Después de su ‘estudio de mercado’ ha llegado el momento de pasar a la acción: pedir una cita. Lo ha hecho vía post y e-mail. El 9 de enero se dirigió a por estas vías a Arne Hauge, director comercial de Yoigo y Johan Andsjö, consejero delegado en España (en la foto).

Así se lo planteó: “Tengo un proyecto de CRM para Yoigo y, como no puede ser de otra manera, creo que es excelente. Con los pies en la tierra: no os darán ningún premio por él salvo, espero, unos cuantos clientes más (contentos) y accionistas más contentos también. Se trata de un proyecto atractivo, innovador, trabajado, sensato… Con el fin de presentároslo, os pido una cita (90 minutos) en vuestras oficinas a principios de febrero”.
¿Cómo le ha ido? Una semana después Arne le ha enviado la siguiente respuesta:
“Sí, por qué no. Queremos escuchar tu propuesta. Suena bien y tu forma de comunicarte con nosotros ha sido diferente, honesta, divertida… una verdad verdadera en toda regla. Además, claro, estamos abiertos a las excelentes ideas, de hecho, Yoigo lo es.
Dinos un par o tres de fechas con hora a la que podrías venir y te confirmamos la que nos venga mejor. Recuerda que si eres de Yoigo también puedes contárnoslo por teléfono, son 0 cent/min con sólo 12 céntimos de establecimiento de llamada”.
¿Cómo acabará este ‘idilio’? ¿En matrimonio? Por cierto, ¿soy un malpensado o hay alguien más que piensa que esto es sólo una estrategia de marketing?
Públicado en la categoría: Internet



2 Comentarios Añade un comentario
1. Sonia | Enero 17, 2008 at 13:43
Uy, yo soy de las tuyas. Esto tiene una pinta de que dentro de unos días publicará que han aceptado su proyecto y de esta manera se publicará en otros blogs y montones de medios de comunicación que con la excusa de que es una historia curiosa le harán una publicidad gratuita a Yoigo que no se paga con dinero y así podrán fomentar su imagen de falso ‘buenrrollismo’ y cercanía. Y si no, al tiempo.

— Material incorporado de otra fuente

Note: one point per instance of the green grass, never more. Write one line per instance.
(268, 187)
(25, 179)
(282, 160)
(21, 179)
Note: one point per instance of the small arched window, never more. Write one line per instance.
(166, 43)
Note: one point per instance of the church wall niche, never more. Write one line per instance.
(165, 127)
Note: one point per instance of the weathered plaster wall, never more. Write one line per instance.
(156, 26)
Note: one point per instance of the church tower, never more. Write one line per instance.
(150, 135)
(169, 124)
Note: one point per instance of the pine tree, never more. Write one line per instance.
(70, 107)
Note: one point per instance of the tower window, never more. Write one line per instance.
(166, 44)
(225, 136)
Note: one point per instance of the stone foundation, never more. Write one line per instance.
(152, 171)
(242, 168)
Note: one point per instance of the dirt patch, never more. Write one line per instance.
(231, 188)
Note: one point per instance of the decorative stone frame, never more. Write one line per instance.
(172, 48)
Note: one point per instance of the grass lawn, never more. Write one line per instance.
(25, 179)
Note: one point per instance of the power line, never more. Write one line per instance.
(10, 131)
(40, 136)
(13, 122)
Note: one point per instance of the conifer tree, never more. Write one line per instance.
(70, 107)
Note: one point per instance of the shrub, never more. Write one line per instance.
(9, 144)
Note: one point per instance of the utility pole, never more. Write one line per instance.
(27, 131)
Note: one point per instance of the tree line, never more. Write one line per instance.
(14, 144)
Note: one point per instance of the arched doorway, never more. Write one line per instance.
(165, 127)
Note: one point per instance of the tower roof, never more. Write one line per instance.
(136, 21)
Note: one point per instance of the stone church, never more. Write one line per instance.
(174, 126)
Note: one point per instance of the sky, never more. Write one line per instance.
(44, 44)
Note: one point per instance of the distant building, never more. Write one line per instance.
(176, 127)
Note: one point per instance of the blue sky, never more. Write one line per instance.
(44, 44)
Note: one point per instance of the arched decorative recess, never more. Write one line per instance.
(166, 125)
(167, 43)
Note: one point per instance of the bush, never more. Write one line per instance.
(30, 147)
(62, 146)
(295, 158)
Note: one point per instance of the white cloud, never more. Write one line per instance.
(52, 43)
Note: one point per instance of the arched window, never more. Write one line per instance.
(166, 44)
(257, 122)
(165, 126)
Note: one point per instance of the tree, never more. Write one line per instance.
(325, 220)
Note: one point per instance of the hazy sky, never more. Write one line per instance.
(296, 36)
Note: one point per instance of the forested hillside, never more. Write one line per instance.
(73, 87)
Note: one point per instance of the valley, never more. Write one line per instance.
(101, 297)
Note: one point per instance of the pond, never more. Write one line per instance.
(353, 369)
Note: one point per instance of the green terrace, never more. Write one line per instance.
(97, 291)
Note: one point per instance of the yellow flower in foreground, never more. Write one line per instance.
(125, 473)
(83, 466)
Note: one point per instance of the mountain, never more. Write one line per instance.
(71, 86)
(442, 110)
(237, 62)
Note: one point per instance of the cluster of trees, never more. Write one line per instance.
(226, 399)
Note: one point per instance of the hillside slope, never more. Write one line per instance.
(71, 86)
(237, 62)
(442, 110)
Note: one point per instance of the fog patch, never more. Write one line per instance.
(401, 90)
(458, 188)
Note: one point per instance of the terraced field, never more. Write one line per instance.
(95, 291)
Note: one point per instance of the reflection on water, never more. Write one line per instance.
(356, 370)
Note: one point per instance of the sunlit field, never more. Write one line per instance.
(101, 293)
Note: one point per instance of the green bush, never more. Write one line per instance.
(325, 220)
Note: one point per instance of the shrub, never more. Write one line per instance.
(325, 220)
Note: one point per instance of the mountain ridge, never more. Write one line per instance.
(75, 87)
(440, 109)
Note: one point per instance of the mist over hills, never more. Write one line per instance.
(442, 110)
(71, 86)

2. Francisco López | Enero 29, 2008 at 14:02
Yo sin embargo creo que hay que dar un cierto margen de confianza. Otra cosa será ver quién se lleva la mayor parte de las ganancias si finalmente la idea se pone en práctica. Y además, respecto a lo de la publicidad gratuita, ya va siendo hora de que se vaya equilibrando en los informativos la publicidad gratuita a los políticos, terroristas, maltratadores, equipos de fútbol, etc… con la información sobre buenas prácticas de empresas que, además de ganar dinero para ellas mismas (¡claro!), crean riqueza para el país y puestos de trabajo.